In principio l’ascolto – Martedì XXV del T.O.

ascoltareQuando nel nostro cuore si apre un credito di fiducia alla Parola del Signore, accade che il nostro legame con lui superi di gran lunga quello che potrebbero vantare persino sua madre e i suoi parenti. Familiari di Dio, infatti, si diventa grazie alla fede. E la fede è la virtù che ci permette di attraversare le notti della nostra storia, consapevoli che Egli è con noi. Non ci sono altri diritti di precedenza da poter accampare o vantare. Si condivide qualcosa con lui se si sceglie di non smettere mai la disponibilità ad ascoltarne la Parola.

Gesù aveva appena narrato la parabola del seme sparso in ogni dove: quel seme non viene tenuto al riparo da possibili contaminazioni e tantomeno è messo da parte in attesa di un terreno in grado di farlo fruttare.

A fare da impedimento ai parenti di Gesù quel giorno era la folla. Gesù, tuttavia, non la vede come un impedimento: la legge, invece, come il luogo all’interno del quale continuare a stare senza mai perdere quel filo diretto che è la capacità di saper discernere la sua voce tra altre, senza perdere il senso della propria consanguineità con il Signore grazie alla fede. Ma questo non accade mai in una realtà rarefatta o misticheggiante.

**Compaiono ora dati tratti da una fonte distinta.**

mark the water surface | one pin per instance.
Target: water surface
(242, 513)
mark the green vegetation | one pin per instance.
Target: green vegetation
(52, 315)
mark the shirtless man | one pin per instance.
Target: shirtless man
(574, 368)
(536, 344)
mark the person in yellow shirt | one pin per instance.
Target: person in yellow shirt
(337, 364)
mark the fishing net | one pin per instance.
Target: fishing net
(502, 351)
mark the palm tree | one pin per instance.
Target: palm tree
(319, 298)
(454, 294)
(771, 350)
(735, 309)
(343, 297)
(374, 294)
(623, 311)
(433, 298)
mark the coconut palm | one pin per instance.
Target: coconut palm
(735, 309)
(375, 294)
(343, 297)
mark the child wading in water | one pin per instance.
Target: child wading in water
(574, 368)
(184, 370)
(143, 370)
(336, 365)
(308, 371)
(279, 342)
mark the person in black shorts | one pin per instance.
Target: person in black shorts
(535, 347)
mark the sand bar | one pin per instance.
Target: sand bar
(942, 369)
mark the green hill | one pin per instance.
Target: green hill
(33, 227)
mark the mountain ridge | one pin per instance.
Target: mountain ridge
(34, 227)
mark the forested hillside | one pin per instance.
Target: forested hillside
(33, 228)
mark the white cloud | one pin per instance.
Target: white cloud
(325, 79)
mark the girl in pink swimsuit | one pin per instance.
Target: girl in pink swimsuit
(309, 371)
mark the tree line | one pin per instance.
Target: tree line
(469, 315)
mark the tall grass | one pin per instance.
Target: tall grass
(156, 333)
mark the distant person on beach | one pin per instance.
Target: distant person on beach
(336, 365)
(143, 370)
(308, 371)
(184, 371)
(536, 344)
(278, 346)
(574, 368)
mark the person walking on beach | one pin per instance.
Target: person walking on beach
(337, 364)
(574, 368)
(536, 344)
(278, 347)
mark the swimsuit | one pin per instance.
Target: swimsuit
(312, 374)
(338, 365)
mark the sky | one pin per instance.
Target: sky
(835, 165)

Non poche volte sogniamo una vita cristiana “al riparo”, “esentata”. Non poche volte ci attraversa la tentazione di volerci distinguere dalla folla. Dimentichiamo sovente, infatti, che questa differenza non passa attraverso un mettersi da parte, ma mediante un far risplendere ciò che di più vero abbiamo gustato del Signore e del suo Vangelo. Dentro la realtà di tutti, senza corsie preferenziali.

Perché è così importante ripartire dall’ascolto? Perché, come all’origine di ogni vita c’è un seme nel quale è contenuto il codice genetico di un’esistenza, così per la vita cristiana. La Parola di Dio è quel patrimonio di informazioni, il codice genetico che ci fa vivere secondo un certo stile. E qual è questo codice genetico? È Gesù Cristo: attraverso di lui conosciamo l’amore di Dio per noi. Questo annuncio entra nella nostra vita e la rinnova, le dà un nuovo orientamento.

La Parola di Dio è germe capace di dare vita a un’esistenza nuova, altra rispetto a quella del mondo. Se il mondo ci invita a un’esistenza in cui la difesa di noi è il principio supremo, la Parola di Dio inserisce un altro criterio, secondo cui il principio supremo è l’amore, il dono di sé, il servizio disinteressato.

Ecco perché non c’è liturgia senza Parola di Dio. Ecco l’importanza della Parola nelle nostre famiglie: negli snodi della nostra esistenza sottomettersi alla Parola perché illumini, giudichi, consoli, diriga e stimoli ad una coerenza sempre più piena.

È la Parola di Dio il collante di tutte le esperienze diverse che compongono le nostre giornate, dal lavoro all’amicizia, dallo studio al riposo.

“Non più guardare indietro, ma fare volentieri, semplicemente, umilmente, fortemente il dovere risultante dalle circostanze in cui mi trovo, come tua volontà. Fare presto. Fare tutto. Fare bene. Fare lietamente: ciò che ora tu vuoi da me, anche se supera immensamente le mie forze e se mi chiede la vita…” (Paolo VI, Pensiero alla morte).